Les spectacles de Polyphonie corse sont nombreux autour de Calvi, lequel choisir ? Nous avons à la maison un CD de ce groupe que nous écoutons régulièrement. La plupart des spectacles commencent à 21h30. Celui-ci est à 19h et Calenzana est sur la route de notre gîte, donc facile d’accès.

Pour visiter Calenzana, nous montons à 17 heures. Un nuage noir a englouti les sommets. On entend tonner au loin. C’est un jour bien gris pour découvrir Calenzana. Nous nous garons devant la biscuiterie traditionnelle Guerini, il y a une charcuterie « chez doumé » et une curieuse boutique fermée propose « des articles de GR20 ». je remonte la Rue Napoléon jusqu’à la poste et cela m’amuse.

Calenzana,

Sur la grande place se trouvent deux églises et un curieux clocher. L’église Saint Blaise est une grande église baroque avec un fronton blanc, édifié de 1691 à 1701 par un architecte milanais. Le haut campanile est une « Tour allemande » : Gènes fit appel à des mercenaires allemands en 1732 qui furent massacrés par les habitants armés de quelques arquebuses mais qui lancèrent leurs ruchers du bord des fenêtres et des toits. 500 allemands furent enterrés au « campo santo dei tedeschi » et c’est sur cd cimetière qu’on érigea le campanile. la  chapelle de la confrérie de Sainte-Croix est sur la même place que Saint Blaise; la présence de es chapelles de confrérie n’est pas rare en Corse.
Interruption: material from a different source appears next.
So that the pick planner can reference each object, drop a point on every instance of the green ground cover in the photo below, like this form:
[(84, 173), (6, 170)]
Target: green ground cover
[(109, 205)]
De la place on peut admirer la vue d’une promenade plantée bordée d’une balustrade.

Après être passées devant des tombes monumentales à la sortie de Calenzana, la Chapelle  Sainte Restitude se trouve à 1km à l’écart du village dans une oliveraie ; Les arbres sont impressionnants avec leurs troncs creux. Juste après notre arrivée, la pluie se met à tomber. La chapelle est beaucoup plus grande et plus baroque que prévue (commencée au 11ème siècle elle a été restaurée ultérieurement, le chœur est surmonté d’une coupole octogonale 18ème siècle),

 

Les chanteurs d’A Filetta sont six hommes d’allure très simple : jeans parfois élimé, polos bleu marine ordinaires. Ils n’ont pas soigné la mise en scène. Leur spectacle est simple intimiste. Le titre A core datu (à cœur donné) correspond à l’esprit de la performance : 16 morceaux pour résumer les 40 ans d’existence du groupe A Filetta fondé en 1978 à l’initiative d’un instituteur et d’un agriculteur de Calenzana qui ne font plus partie du groupe de musiciens professionnels. JC Acquaviva est le conteur de cette histoire entre chaque séquence chantée.
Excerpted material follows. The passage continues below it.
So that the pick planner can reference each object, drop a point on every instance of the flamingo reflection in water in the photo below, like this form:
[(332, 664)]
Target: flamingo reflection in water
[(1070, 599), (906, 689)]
La première période de l’histoire du groupe correspond à la sauvegarde du répertoire traditionnel qui se perd quand la montagne corse se vide avec l’exode rural, chants sacrés ou chants profanes (paghjella). A Filetta s’attacha à faire revivre la tradition. Cependant, et c’est très sympathique, A Filetta s’attache à une tradition très ouverte sans se refermer sur le passé ou sur une identité corse stricte. Au contraire les musiciens d’A Filetta se sont attachés à s’ouvrir sur d’autres polyphonies, sardes voisines mais aussi plus lointaines comme les polyphonies géorgiennes. Dans un troisième temps, ils vont renouveler le répertoire avec des créations sur les modèles traditionnels de Paghjella ou par des collaborations avec des metteurs en scène de théâtre(Médéa de Sénèque) et de cinéma.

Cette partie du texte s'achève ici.